В 1868–1869 годах большинство столичных студентов остались чужды авантюристическим наскокам Нечаева и Ткачева. Но стремление разобраться в причинах собственных материальных проблем неизбежно вела к необходимому самообразованию; стали возникать соответствующие кружки — почти как во времена Буташевича-Петрашевского. Кружки и объединялись, и дробились, и приобретали все более радикальную направленность.
Лидером нового движения стал Марк Андреевич Натансон, которому во время первого ареста в марте 1869 года было восемнадцать лет. В январе 1870 года он был арестован вторично — снова по Нечаевскому делу, но выпущен по недостатку улик. Именно Натансон стал инициатором организационного объединения и установления связи с прежними идеологами — прежде всего с Берви-Флеровским.
Позже в кружок вошел Николай Васильевич Чайковский (он был моложе Натансона на один день), благодаря яркой личности которого с лета 1871 года кружок стал именоваться «кружком чайковцев».
В октябре 1871 года Натансон был выслан в Архангельскую губернию за распространение книги Берви-Флеровского «Азбука социальных наук», написанной по его заказу.
В Архангельской ссылке в 1871 году Натансон принял православие, чтобы жениться на приехавшей к нему Ольге Александровне Шлейснер, принадлежавшей к обрусевшей дворянской фамилии. Тоже сосланный Берви-Флеровский стал и шафером на свадьбе Натансонов.[526]
Самообразование дошло до насыщения, и, естественно, возникло стремление к пропаганде, которая поначалу развивалась исключительно в студенческих кругах. Кружок чайковцев просуществовал до лета 1874 года (сам Чайковский арестовывался за это время дважды), установил связи с единомышленниками в других городах и за границей и объединил в своих рядах таких деятелей, как П.А. Кропоткин, С.М. Кравчинский, Д.А. Клеменц, А.И. Зунделевич, Е.К. Брешко-Брешковская, Л.А. Тихомиров, С.Л. Перовская, Н.А. Морозов, А.И. Желябов, П.Б. Аксельрод, О.В. Аптекман, С.Н. Халтурин и другие. Но одновременно в столице складывались и более решительные группы.

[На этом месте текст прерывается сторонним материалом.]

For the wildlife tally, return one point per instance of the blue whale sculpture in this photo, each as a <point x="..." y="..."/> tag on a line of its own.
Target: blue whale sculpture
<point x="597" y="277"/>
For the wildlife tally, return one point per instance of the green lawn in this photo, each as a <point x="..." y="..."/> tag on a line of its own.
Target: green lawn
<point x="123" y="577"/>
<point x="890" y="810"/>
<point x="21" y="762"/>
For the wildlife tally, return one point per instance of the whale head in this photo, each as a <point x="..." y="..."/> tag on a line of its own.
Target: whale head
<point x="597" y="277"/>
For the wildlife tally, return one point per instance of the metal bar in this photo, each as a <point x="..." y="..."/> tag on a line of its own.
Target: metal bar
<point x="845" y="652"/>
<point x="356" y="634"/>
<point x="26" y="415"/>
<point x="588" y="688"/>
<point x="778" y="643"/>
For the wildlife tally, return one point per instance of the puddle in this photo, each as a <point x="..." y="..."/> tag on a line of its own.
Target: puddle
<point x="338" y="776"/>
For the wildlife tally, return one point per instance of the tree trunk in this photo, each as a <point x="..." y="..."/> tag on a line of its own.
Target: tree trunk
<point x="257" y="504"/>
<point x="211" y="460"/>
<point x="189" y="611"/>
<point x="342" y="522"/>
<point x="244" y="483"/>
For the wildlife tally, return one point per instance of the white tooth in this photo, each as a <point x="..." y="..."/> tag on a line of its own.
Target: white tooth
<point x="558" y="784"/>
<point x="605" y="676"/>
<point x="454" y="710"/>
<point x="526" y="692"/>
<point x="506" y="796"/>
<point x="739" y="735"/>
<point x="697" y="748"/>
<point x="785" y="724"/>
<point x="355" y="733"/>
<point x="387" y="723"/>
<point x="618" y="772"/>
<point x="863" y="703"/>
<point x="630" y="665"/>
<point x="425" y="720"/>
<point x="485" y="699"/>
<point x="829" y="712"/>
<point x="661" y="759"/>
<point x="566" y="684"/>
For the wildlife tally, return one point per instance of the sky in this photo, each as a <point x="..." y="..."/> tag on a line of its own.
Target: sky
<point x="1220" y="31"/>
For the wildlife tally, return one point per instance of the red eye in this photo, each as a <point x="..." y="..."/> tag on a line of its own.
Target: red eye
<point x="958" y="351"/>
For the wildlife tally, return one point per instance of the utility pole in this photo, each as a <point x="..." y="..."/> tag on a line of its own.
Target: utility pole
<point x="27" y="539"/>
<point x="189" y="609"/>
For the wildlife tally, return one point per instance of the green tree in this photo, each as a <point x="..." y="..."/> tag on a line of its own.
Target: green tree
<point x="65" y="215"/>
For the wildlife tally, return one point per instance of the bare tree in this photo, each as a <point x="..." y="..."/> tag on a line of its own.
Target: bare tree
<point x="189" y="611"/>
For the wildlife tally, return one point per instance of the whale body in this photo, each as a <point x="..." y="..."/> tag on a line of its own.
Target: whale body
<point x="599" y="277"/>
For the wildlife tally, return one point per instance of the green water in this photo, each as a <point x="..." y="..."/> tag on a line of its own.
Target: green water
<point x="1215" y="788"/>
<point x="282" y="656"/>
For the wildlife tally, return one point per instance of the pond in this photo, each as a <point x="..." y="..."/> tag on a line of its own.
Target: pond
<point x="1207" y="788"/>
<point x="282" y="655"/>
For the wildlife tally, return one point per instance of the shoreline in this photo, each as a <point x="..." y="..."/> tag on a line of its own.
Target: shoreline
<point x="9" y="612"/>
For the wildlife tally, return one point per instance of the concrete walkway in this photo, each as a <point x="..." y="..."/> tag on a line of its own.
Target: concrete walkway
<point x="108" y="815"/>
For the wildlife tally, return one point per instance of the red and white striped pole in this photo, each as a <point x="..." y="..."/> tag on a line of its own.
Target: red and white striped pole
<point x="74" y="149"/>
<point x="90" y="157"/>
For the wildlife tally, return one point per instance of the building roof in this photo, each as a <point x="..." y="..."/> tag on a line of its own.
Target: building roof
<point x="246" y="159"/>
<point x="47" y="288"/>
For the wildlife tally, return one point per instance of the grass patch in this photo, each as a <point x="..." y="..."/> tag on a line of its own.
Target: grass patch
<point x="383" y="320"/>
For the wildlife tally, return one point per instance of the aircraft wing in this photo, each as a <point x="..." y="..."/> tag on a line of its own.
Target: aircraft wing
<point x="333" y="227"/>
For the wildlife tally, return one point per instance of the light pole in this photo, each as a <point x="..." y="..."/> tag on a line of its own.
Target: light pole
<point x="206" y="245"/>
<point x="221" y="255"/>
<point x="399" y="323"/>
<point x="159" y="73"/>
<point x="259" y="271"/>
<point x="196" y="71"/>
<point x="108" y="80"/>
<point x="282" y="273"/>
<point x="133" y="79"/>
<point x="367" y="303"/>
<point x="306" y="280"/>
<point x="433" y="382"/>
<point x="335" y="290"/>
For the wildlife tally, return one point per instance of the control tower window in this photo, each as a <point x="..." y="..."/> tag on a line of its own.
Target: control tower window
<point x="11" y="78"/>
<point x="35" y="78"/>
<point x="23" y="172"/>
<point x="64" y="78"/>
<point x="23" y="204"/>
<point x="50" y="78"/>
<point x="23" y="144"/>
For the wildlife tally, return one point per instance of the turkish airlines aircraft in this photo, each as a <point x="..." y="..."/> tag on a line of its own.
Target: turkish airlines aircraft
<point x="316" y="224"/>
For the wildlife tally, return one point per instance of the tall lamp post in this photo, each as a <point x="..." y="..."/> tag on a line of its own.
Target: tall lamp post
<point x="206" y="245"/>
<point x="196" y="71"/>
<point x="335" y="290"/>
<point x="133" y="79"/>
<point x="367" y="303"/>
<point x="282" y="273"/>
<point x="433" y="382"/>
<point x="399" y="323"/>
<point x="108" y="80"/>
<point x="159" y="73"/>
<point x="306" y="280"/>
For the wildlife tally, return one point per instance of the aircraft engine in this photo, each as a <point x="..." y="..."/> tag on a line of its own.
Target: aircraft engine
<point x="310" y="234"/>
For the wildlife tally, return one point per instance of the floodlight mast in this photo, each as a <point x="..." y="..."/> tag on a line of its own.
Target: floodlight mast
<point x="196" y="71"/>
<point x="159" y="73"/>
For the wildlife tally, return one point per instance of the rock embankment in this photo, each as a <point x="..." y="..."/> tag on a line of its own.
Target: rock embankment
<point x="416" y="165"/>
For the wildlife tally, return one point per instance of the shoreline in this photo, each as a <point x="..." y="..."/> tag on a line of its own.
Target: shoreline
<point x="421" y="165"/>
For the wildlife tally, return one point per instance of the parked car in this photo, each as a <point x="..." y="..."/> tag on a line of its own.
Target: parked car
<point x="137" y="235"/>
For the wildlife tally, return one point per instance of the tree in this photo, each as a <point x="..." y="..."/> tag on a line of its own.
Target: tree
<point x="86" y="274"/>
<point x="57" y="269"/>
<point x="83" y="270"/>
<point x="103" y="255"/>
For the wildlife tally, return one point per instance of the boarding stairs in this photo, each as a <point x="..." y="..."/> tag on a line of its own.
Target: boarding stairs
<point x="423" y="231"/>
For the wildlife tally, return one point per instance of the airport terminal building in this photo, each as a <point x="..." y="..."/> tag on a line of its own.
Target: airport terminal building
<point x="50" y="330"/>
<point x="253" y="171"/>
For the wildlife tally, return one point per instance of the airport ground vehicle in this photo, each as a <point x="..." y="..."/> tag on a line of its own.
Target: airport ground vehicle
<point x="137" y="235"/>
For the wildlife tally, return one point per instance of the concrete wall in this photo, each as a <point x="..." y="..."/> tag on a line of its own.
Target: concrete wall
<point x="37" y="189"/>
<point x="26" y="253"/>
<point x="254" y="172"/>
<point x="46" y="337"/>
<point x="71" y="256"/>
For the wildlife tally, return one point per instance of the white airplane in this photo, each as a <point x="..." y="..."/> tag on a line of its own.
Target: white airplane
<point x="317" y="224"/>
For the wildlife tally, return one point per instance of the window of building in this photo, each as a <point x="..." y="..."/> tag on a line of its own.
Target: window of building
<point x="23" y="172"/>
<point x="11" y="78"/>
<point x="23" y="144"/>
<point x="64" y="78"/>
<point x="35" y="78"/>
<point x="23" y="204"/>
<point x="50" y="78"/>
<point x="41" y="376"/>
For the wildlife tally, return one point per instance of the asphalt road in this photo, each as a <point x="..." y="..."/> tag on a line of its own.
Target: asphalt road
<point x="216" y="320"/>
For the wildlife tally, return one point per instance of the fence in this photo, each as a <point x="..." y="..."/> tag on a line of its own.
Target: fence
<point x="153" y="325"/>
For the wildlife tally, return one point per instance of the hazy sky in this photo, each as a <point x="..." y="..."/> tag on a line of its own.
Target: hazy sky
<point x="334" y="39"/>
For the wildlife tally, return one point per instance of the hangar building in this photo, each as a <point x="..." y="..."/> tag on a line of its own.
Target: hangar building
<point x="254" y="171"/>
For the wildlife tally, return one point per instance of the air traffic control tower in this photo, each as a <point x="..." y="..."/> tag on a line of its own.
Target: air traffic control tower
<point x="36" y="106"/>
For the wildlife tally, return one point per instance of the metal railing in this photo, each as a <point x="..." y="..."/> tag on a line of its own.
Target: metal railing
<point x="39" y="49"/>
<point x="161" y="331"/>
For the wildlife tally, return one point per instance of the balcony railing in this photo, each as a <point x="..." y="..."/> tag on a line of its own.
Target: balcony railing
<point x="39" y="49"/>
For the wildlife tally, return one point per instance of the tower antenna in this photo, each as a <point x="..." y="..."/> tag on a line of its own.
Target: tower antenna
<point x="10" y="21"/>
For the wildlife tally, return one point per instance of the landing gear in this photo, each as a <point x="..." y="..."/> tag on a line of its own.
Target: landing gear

А.В. Долгушин прошел с 1868 года тот же путь, что и чайковцы: был оправдан на процессе нечаевцев в 1871 году, испытал влияние Берви-Флеровского, но затем исповедывал бакунинскую веру в полную готовность народа к восстанию и без всякого предварительного просвещения. В 1873 году «долгушинцы» завели типографию, чтобы печатать соответствующие воззвания, а в сентябре того же года были арестованы.
Почти все члены этого кружка безвозвратно сгинули в тюрьмах и на каторге; сам Долгушин после неудачных побегов и новых приговоров умер в Шлиссельбургской крепости в 1885 году.
«Долгушинцы повели дело так круто, — можно сказать — с плеча, что очень скоро провалились. /…/ почему же они вели дело так, словно стремились сознательно, нарочито к гибели? /…/ Здесь — какая-то психологическая загадка. Они, эти долгушинцы, были молоды, от 22-23-х лет, бодры, жизнерадостны, а отправлялись точно на смерть… Неужто они своей ранней гибелью, своей первой жертвой хотели послужить примером другим?»[527]
В том же 1873 году преемниками долгушинцев стали также поклонники Бакунина С.Ф. Ковалик и Ф.Н. Лермонтов. Чуть позже из их кружка выделились «вспышкопускатели» во главе с И.И. Каблицем. Последний сразу предлагал приступить к взрыву Зимнего дворца. Пока это были только разговоры.